La tempestività della contestazione dell’addebito nel procedimento disciplinare (Cass. Sez. lav. n. 14103/2014)

di Gianluca Fasano

La Corte di Cassazione torna a pronunciarsi sul principio di tempestività della contestazione dell’addebito disciplinare nel Pubblico Impiego, uniformandosi all’orientamento constante per il quale il concetto di immediatezza dell’addebito va inteso in un’accezione relativa, compatibile con l’intervallo di tempo necessario al datore di lavoro per il preciso accertamento delle infrazioni commesse dal prestatore (per tutte, Cass. sent. n. 20719 del 10/09/2013; Cass. sent. n. 15649 del 01/07/2010; Cass. sent. n. 18711 del 06/09/2007; Cass. sent. n. 14113 del 20/06/2006).

Nel caso deciso con la sentenza del 20 giugno 2014, n. 14103, sezione lavoro, il datore di lavoro pubblico aveva disposto in un primo tempo la sospensione cautelare del lavoratore sottoposto a procedimento penale, rinviando la definitiva contestazione disciplinare soltanto all’esito del giudizio penale, posto che solo in tale momento, a causa della notevole complessità dell’indagine penale, l’illecito aveva preso corpo e consistenza. Per casi analoghi la Corte aveva più volte affermato la sussistenza del requisito della tempestività (Cass. sent. n. 3600 del 16/02/2010; Cass. sent. n. 4502 del 21/02/2008).

Il principio affermato dalla Corte di legittimità deriva dalla fondamentale esigenza del sistema disciplinare per la quale la conoscenza degli elementi costitutivi del fatto integrante l’illecito disciplinare deve essere piena e completa. L’obbligo per il datore di lavoro di procedere alla contestazione disciplinare presuppone quindi “il preciso accertamento” dell’infrazione commessa, poiché soltanto ove siano accertati in modo adeguato tutti gli elementi costitutivi dell’illecito si può determinare il contenuto e il grado di responsabilità del dipendente.

La Corte ha affermato, inoltre, che “in tema di procedimento disciplinare, ai fini dell’accertamento della sussistenza del requisito della tempestività della contestazione, in caso di intervenuta sospensione cautelare di un lavoratore sottoposto a procedimento penale, la contestazione disciplinare per i relativi fatti ben può essere differita dal datore di lavoro in relazione alla pendenza del procedimento penale stesso, anche in ragione delle esigenze di tutela del segreto istruttorio”.

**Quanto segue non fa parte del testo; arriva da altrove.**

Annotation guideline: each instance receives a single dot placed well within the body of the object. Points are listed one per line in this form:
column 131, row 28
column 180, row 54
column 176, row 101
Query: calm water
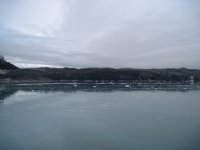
column 99, row 120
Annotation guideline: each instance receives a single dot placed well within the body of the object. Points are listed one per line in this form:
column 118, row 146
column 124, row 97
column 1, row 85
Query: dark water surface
column 99, row 120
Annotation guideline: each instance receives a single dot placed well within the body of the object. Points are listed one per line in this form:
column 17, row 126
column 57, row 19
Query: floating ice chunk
column 127, row 86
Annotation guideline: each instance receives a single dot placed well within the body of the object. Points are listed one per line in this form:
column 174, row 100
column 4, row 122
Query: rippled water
column 38, row 119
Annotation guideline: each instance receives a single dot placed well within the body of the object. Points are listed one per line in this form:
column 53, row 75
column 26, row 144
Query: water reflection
column 8, row 90
column 98, row 118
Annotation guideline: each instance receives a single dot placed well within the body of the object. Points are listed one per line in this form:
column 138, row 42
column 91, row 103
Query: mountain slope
column 4, row 65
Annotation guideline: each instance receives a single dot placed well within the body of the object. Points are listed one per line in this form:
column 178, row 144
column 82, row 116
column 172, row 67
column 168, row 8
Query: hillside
column 4, row 65
column 99, row 74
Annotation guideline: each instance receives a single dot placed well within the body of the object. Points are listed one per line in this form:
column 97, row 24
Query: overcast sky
column 101, row 33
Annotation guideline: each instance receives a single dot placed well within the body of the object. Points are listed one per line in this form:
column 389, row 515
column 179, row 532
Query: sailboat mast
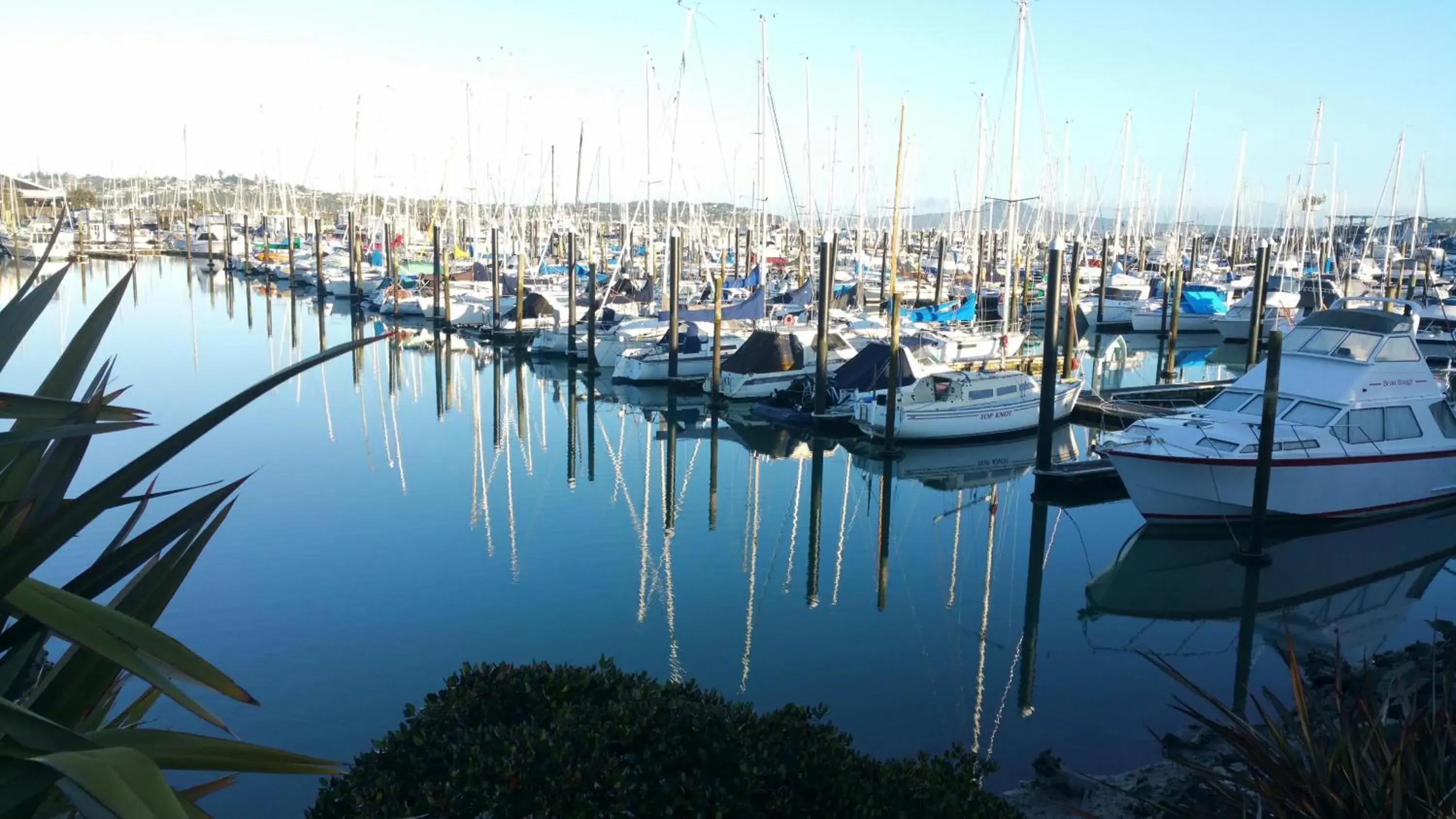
column 1309, row 184
column 1183, row 188
column 1395, row 196
column 647, row 239
column 1122, row 178
column 809, row 153
column 979, row 193
column 763, row 134
column 860, row 168
column 1238, row 193
column 1015, row 150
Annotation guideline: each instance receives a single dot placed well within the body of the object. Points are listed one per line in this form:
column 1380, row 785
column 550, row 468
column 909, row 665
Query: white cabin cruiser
column 771, row 360
column 1125, row 296
column 1363, row 428
column 966, row 405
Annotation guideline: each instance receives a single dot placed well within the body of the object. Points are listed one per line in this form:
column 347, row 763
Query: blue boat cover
column 752, row 280
column 941, row 313
column 1203, row 303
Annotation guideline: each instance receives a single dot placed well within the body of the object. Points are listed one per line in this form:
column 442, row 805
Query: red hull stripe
column 1277, row 463
column 1340, row 514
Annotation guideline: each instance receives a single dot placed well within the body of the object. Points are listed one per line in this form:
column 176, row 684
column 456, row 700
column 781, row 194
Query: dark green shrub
column 507, row 741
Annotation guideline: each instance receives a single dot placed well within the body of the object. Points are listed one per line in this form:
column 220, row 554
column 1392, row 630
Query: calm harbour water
column 386, row 539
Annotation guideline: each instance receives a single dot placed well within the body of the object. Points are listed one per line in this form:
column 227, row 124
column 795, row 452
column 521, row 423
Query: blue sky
column 283, row 99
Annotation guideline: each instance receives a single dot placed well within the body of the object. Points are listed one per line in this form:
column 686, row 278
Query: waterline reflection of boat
column 1356, row 578
column 967, row 466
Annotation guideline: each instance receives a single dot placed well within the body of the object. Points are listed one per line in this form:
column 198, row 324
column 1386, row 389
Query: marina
column 523, row 507
column 576, row 410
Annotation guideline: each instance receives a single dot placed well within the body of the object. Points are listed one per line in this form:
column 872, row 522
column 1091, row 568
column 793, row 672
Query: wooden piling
column 893, row 382
column 318, row 260
column 1071, row 332
column 1175, row 297
column 1266, row 453
column 1101, row 284
column 434, row 292
column 1046, row 421
column 883, row 575
column 520, row 297
column 884, row 264
column 571, row 296
column 592, row 316
column 356, row 287
column 1261, row 274
column 940, row 268
column 675, row 273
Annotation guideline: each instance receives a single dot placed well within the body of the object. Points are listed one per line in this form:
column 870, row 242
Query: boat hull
column 1174, row 489
column 1152, row 322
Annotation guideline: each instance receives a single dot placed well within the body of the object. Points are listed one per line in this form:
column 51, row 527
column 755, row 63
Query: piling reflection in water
column 1347, row 582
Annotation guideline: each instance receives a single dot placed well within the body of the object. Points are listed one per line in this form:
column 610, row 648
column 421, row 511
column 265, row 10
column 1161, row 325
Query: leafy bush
column 1372, row 742
column 570, row 741
column 69, row 742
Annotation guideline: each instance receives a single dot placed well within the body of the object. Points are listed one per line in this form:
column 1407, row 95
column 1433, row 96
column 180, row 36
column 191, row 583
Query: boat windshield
column 1336, row 343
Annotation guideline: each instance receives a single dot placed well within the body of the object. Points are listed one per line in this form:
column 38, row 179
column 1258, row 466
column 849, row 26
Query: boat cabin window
column 1257, row 407
column 1445, row 419
column 1219, row 445
column 1283, row 445
column 1229, row 401
column 1376, row 425
column 1309, row 413
column 1398, row 348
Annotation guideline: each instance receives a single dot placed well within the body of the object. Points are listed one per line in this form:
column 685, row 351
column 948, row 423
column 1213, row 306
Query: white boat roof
column 1350, row 356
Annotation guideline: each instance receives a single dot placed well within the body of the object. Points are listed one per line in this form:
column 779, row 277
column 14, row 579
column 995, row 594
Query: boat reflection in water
column 1347, row 584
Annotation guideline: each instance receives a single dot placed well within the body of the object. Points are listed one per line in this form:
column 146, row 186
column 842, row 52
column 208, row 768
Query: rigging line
column 712, row 111
column 784, row 158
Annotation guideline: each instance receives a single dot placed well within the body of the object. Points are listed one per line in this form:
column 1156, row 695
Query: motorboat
column 771, row 360
column 695, row 357
column 967, row 405
column 1363, row 428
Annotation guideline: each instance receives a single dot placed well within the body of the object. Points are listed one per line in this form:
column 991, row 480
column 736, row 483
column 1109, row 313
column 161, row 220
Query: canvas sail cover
column 749, row 309
column 766, row 351
column 798, row 296
column 870, row 370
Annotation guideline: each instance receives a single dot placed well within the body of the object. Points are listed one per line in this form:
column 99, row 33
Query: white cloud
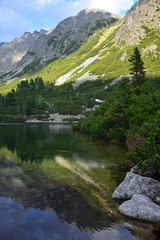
column 77, row 3
column 115, row 6
column 41, row 3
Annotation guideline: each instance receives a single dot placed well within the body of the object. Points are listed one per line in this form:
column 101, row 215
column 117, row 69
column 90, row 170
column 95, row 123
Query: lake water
column 56, row 184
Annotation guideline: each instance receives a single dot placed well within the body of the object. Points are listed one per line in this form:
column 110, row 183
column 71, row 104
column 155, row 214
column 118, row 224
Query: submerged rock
column 136, row 184
column 140, row 207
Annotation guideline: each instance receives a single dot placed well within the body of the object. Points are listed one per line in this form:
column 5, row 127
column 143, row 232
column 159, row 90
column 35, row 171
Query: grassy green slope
column 110, row 64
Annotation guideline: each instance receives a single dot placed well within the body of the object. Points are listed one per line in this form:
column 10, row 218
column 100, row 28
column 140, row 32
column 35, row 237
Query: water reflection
column 57, row 184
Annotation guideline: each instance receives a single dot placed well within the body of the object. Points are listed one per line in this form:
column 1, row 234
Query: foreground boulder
column 136, row 184
column 140, row 207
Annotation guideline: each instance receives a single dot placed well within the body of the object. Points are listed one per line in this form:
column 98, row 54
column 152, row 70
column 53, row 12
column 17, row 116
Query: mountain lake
column 57, row 184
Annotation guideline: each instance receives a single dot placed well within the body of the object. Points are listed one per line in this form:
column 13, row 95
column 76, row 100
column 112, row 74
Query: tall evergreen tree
column 137, row 68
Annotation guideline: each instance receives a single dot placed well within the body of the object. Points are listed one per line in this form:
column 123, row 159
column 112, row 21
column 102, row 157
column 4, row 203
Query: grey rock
column 140, row 207
column 136, row 184
column 68, row 36
column 143, row 13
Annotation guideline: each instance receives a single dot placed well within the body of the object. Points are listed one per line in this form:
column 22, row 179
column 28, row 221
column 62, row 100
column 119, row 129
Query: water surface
column 56, row 184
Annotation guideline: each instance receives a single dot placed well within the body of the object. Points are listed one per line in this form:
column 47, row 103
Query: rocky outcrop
column 31, row 50
column 142, row 191
column 139, row 20
column 136, row 184
column 140, row 207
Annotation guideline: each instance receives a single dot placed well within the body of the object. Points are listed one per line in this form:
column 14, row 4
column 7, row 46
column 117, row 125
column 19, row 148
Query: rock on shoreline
column 142, row 191
column 140, row 207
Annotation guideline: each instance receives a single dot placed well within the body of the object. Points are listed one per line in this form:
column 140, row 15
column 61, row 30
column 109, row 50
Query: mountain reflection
column 49, row 167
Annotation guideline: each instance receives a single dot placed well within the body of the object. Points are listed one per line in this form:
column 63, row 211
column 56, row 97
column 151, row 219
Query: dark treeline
column 131, row 115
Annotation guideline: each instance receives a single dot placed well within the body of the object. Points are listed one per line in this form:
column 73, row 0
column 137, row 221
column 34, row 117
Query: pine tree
column 137, row 70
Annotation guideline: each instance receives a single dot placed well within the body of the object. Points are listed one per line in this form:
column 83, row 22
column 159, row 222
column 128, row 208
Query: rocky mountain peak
column 142, row 16
column 39, row 47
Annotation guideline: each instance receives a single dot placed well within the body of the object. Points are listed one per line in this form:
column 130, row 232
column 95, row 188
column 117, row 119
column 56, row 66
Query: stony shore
column 140, row 196
column 56, row 118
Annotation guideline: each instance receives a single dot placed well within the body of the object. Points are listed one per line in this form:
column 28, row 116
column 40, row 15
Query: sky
column 19, row 16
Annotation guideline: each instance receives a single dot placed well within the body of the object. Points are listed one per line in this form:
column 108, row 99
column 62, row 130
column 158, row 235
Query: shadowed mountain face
column 38, row 47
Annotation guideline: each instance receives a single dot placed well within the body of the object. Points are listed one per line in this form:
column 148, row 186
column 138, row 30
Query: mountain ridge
column 104, row 56
column 68, row 36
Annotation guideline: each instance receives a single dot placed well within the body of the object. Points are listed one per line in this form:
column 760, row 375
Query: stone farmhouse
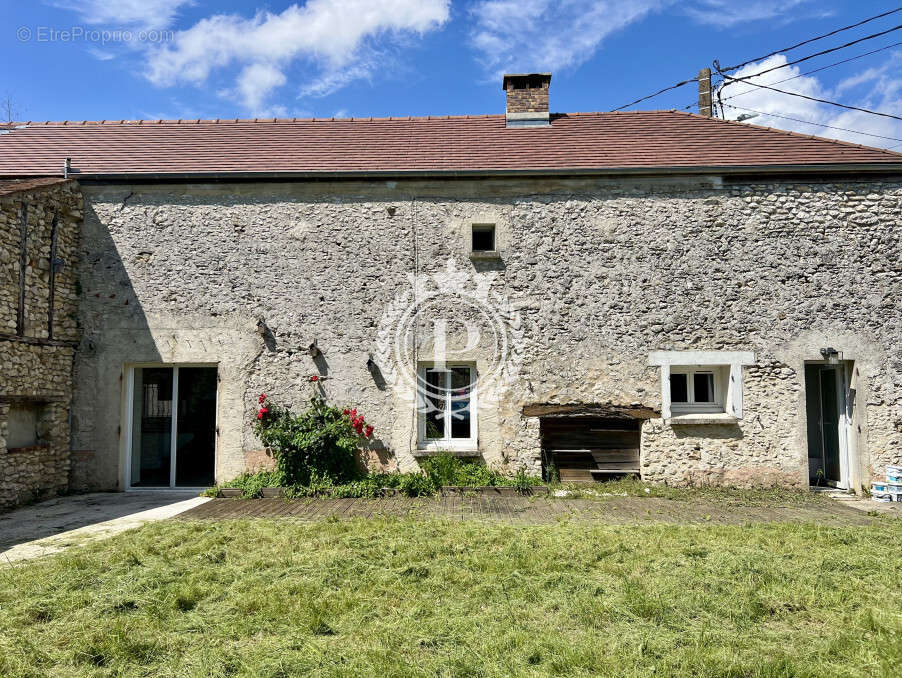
column 662, row 293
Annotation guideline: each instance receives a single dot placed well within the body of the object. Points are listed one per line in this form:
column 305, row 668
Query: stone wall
column 36, row 356
column 600, row 273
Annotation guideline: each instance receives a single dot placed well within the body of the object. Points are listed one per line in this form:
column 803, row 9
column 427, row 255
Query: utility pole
column 704, row 92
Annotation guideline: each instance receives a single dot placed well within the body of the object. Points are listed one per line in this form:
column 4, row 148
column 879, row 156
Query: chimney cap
column 543, row 78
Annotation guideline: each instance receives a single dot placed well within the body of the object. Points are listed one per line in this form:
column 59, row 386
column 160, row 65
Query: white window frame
column 728, row 363
column 436, row 444
column 693, row 405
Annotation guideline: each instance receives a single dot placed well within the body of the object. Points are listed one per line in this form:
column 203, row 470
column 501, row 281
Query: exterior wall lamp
column 831, row 355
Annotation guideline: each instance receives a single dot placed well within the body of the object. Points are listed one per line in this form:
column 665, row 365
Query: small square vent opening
column 483, row 237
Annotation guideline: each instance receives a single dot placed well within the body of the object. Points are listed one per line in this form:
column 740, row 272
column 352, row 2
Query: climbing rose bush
column 317, row 445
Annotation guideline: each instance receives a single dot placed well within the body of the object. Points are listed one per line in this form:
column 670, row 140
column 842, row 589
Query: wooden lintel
column 605, row 411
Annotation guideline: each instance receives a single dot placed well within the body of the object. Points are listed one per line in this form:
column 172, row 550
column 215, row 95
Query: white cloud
column 728, row 13
column 256, row 82
column 334, row 38
column 545, row 35
column 539, row 35
column 121, row 13
column 876, row 89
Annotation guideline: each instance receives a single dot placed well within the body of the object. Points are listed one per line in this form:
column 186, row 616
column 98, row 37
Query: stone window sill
column 30, row 448
column 464, row 452
column 702, row 418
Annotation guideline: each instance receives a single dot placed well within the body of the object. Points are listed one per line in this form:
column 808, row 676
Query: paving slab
column 520, row 510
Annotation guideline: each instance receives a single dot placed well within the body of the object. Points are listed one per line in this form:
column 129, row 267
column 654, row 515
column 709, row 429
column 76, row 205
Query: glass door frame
column 844, row 418
column 128, row 420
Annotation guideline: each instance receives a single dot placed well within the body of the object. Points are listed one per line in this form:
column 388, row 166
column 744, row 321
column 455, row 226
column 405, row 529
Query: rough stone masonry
column 39, row 243
column 246, row 276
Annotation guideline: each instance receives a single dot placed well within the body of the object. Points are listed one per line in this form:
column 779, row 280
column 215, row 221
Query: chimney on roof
column 527, row 99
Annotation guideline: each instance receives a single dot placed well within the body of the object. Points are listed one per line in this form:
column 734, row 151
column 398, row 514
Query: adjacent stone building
column 691, row 299
column 39, row 241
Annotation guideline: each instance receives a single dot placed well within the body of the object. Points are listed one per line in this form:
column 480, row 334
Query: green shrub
column 316, row 446
column 446, row 469
column 252, row 484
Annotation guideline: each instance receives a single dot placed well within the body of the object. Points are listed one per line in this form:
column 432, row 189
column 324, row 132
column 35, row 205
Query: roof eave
column 807, row 169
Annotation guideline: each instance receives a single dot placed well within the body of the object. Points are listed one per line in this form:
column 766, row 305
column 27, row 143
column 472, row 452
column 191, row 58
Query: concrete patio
column 53, row 525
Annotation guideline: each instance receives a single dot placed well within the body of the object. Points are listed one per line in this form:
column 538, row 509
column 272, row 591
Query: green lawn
column 406, row 598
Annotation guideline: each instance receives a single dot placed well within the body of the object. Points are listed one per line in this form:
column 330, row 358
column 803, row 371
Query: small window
column 483, row 237
column 694, row 389
column 446, row 404
column 23, row 425
column 701, row 383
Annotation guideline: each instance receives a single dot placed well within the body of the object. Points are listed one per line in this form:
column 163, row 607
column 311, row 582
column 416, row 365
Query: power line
column 650, row 96
column 721, row 70
column 809, row 122
column 824, row 101
column 816, row 70
column 810, row 40
column 810, row 56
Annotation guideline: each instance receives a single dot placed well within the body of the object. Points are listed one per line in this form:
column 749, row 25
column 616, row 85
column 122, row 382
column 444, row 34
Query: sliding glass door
column 173, row 426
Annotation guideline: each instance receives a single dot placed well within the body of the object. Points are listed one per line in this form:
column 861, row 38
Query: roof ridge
column 218, row 121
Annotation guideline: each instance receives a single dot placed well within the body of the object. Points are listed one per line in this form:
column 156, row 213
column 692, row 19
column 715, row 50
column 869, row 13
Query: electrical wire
column 817, row 70
column 825, row 101
column 810, row 56
column 809, row 122
column 810, row 40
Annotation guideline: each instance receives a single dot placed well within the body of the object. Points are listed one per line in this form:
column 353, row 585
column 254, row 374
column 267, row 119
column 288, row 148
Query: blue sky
column 195, row 58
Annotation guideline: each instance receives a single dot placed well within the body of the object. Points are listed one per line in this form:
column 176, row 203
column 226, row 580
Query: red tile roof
column 627, row 141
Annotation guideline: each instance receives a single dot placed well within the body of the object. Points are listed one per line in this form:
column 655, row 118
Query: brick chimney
column 527, row 99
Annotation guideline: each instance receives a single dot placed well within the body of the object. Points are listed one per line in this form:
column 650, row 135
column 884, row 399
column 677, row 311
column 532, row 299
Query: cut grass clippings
column 432, row 598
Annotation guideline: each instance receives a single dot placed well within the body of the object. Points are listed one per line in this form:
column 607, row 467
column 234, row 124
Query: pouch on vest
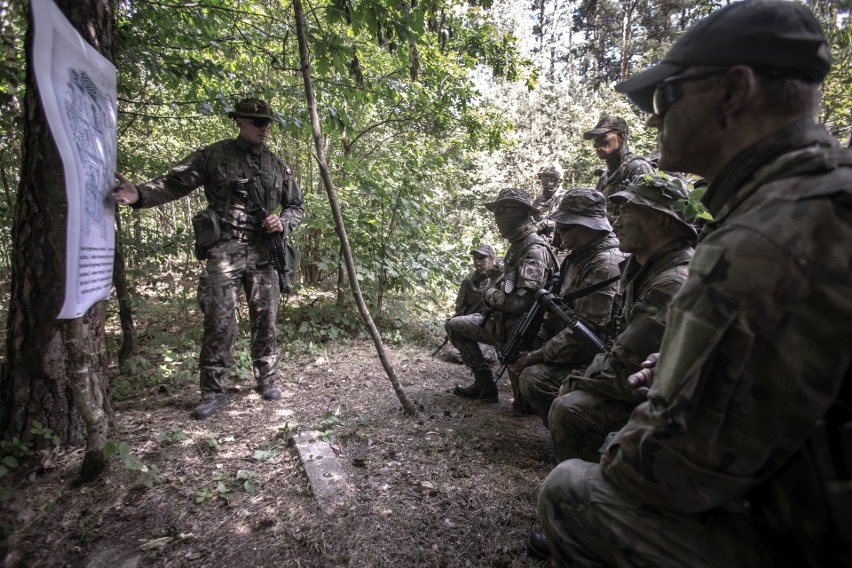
column 208, row 231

Il carattere della tempestività della contestazione è ispirato alla ratio di assicurare l’effettività del diritto di difesa del dipendente e, in vista di tale finalità, la decisione in commento si pone in piena conformità alla previsione normativa. Una contestazione che avvenga a ridosso dei fatti contestati consente all’incolpato di poter contrastare più efficacemente il contenuto delle accuse rivoltegli dal datore di lavoro, potendo il medesimo incontrare difficoltà nel preparare il materiale difensivo (eventuali testimonianze e documentazione) a notevole distanza di tempo dall’accaduto. Ma, è altrettanto innegabile che un addebito seppur repentino ma carente di anche uno solo degli elementi costitutivi del fatto contestato, che richiede ulteriori attività di accertamento in sede penale, verrebbe a svilire il diritto di difesa dell’incolpato.